En s'appuyant sur l'expérience et l'expertise du frère Xavier Plassat, Dominicans for Justice and Peace a pu soumettre un rapport sur la thématique du travail servile au Brésil. Seules 6 des 50 soumissions de la société civile ont fait référence à la question du travail servile et, de ces 6, 4 seulement ont été utilisées dans le rapport du HCDH (incluant la nôtre). Le Haut Commissariat s’est directement référé aux informations du rapport des Dominicains en ce qui a trait à la diminution du nombre d'inspecteurs du travail, la suspension de la ‘Liste sale’[1] en 2014, l’institution d’une nouvelle liste sale en mai 2016 et le désir d’exclusion des termes ‘journée épuisante’ et ‘conditions dégradantes’ de la définition du travail servile.

Parmi les 246 recommandations faites par les Etats au Brésil pour améliorer la situation des droits de l’homme dans le pays, 9 concernent la question du travail servile. La plupart de celles-ci sont des recommandations générales appelant le Brésil à poursuivre les efforts entrepris pour lutter contre le travail servile. La recommandation des Etats-Unis reste sans doute celle qui s’apparente le plus à la recommandation des Dominicains de renforcer les capacités du personnel gouvernemental car elle appelle le Brésil à ‘fournir les ressources et la formation nécessaires aux fonctionnaires du gouvernement pour lutter contre le trafic de personnes’, pratique directement liée au travail servile.   
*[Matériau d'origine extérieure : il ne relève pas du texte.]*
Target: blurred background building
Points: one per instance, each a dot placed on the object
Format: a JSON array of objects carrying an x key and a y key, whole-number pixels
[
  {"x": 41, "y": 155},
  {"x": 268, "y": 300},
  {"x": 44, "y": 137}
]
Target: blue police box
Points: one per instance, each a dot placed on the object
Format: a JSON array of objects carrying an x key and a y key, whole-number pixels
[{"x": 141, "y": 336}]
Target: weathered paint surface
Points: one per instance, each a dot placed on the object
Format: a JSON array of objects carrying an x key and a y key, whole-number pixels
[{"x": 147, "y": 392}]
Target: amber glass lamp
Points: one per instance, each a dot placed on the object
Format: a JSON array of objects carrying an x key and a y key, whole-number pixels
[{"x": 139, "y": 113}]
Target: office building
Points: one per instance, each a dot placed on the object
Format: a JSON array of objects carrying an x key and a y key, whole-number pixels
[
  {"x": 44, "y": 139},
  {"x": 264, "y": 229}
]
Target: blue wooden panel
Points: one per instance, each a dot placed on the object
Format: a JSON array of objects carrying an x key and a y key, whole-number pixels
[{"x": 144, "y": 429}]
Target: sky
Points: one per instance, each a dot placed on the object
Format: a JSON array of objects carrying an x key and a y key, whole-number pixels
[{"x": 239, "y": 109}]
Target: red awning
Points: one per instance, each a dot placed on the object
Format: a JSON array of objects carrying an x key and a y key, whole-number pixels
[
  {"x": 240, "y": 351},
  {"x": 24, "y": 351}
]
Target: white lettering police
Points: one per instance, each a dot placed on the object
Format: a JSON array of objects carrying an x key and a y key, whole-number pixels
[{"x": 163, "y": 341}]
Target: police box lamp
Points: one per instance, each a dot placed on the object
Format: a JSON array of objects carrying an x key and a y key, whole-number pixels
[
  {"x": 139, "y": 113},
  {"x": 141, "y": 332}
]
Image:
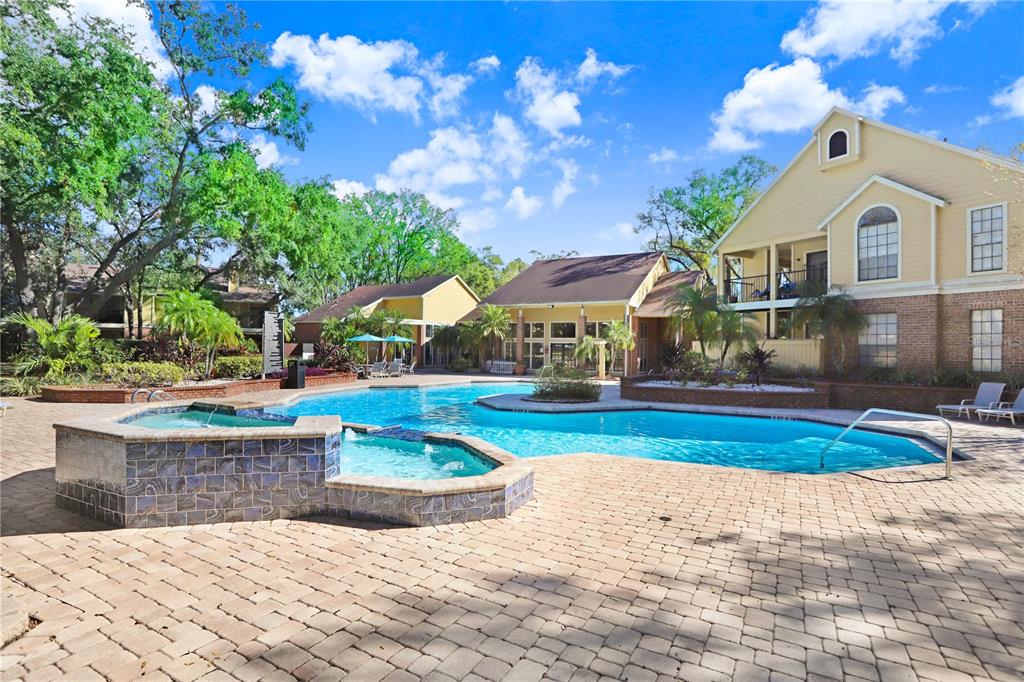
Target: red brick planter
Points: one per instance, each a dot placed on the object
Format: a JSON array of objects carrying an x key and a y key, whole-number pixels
[
  {"x": 103, "y": 393},
  {"x": 840, "y": 395}
]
En somme, l’impact de la contribution des Dominicains dans le processus de l’EPU a probablement été plus important du côté de l’ONU que des Etats. Un travail plus poussé de lobby auprès des délégations sera utile lors de prochaines révisions. Néanmoins, la soumission des Dominicains, entièrement dédiée au travail servile, aura capté l’attention de l’ONU et des Etats sur l’importance de cette problématique, qui doit continuer à faire l’objet d’une attention particulière de la part de tous les acteurs. 

 


 

[1] La Liste sale divulguait des informations sur les personnes et entreprises impliquées dans la pratique du travail servile.